This work addresses the lack of controllable and scalable environments for systematically investigating how reinforcement learning (RL) enhances the long-horizon reasoning capabilities of large language models across varying task difficulties. To this end, we introduce ScaleLogic—the first synthetic reasoning benchmark that independently modulates reasoning depth and logical expressivity—and conduct a systematic evaluation across a multi-tiered hierarchy spanning propositional to first-order logic, integrating diverse RL algorithms with curriculum learning strategies. Our experiments reveal a universal power-law relationship between training compute and reasoning depth, which varies monotonically with logical expressivity. Training with higher expressivity yields up to +10.66 points in downstream performance and improved computational efficiency, while curriculum learning substantially enhances scaling efficiency.

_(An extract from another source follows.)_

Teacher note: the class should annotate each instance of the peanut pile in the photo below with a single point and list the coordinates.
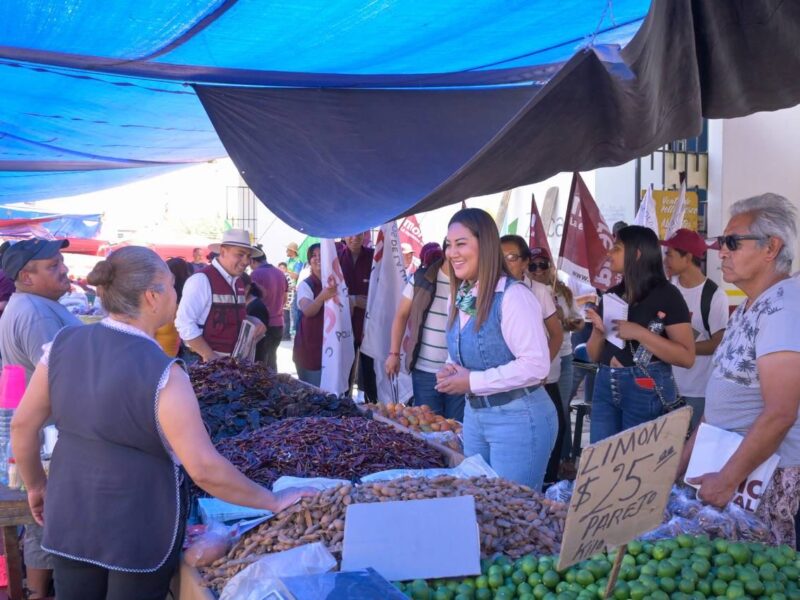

Reinforcement learning (RL) has been applied to improve large language model (LLM) reasoning, yet the systematic study of how training scales with task difficulty has been hampered by the lack of controlled, scalable environments. We introduce ScaleLogic, a synthetic logical reasoning framework that offers independent control over two axes of difficulty: the depth of the required proof planning (i.e., the horizon) and the expressiveness of the underlying logic. Our proposed framework supports a wide range of logics: from simple implication-only logic ("if-then") towards more expressive first-order reasoning with conjunction ("and"), disjunction ("or"), negation ("not"), and universal quantification ("for all"). Using this framework, we show that the RL training compute $T$ follows a power law with respect to reasoning depth $D$ ($T \propto D^γ$, $R^{2} > 0.99$), and that the scaling exponent $γ$ increases monotonically with logical expressiveness, from $1.04$ to $2.60$. On downstream mathematics and general reasoning benchmarks, more expressive training settings yield both larger performance gains (up to $+10.66$ points) and more compute-efficient transfer compared to less expressive settings, demonstrating that what a model is trained on, not just how much it is trained, shapes downstream transfer. We further show that the power-law relationship holds across multiple RL methods, and curriculum-based training substantially improves scaling efficiency.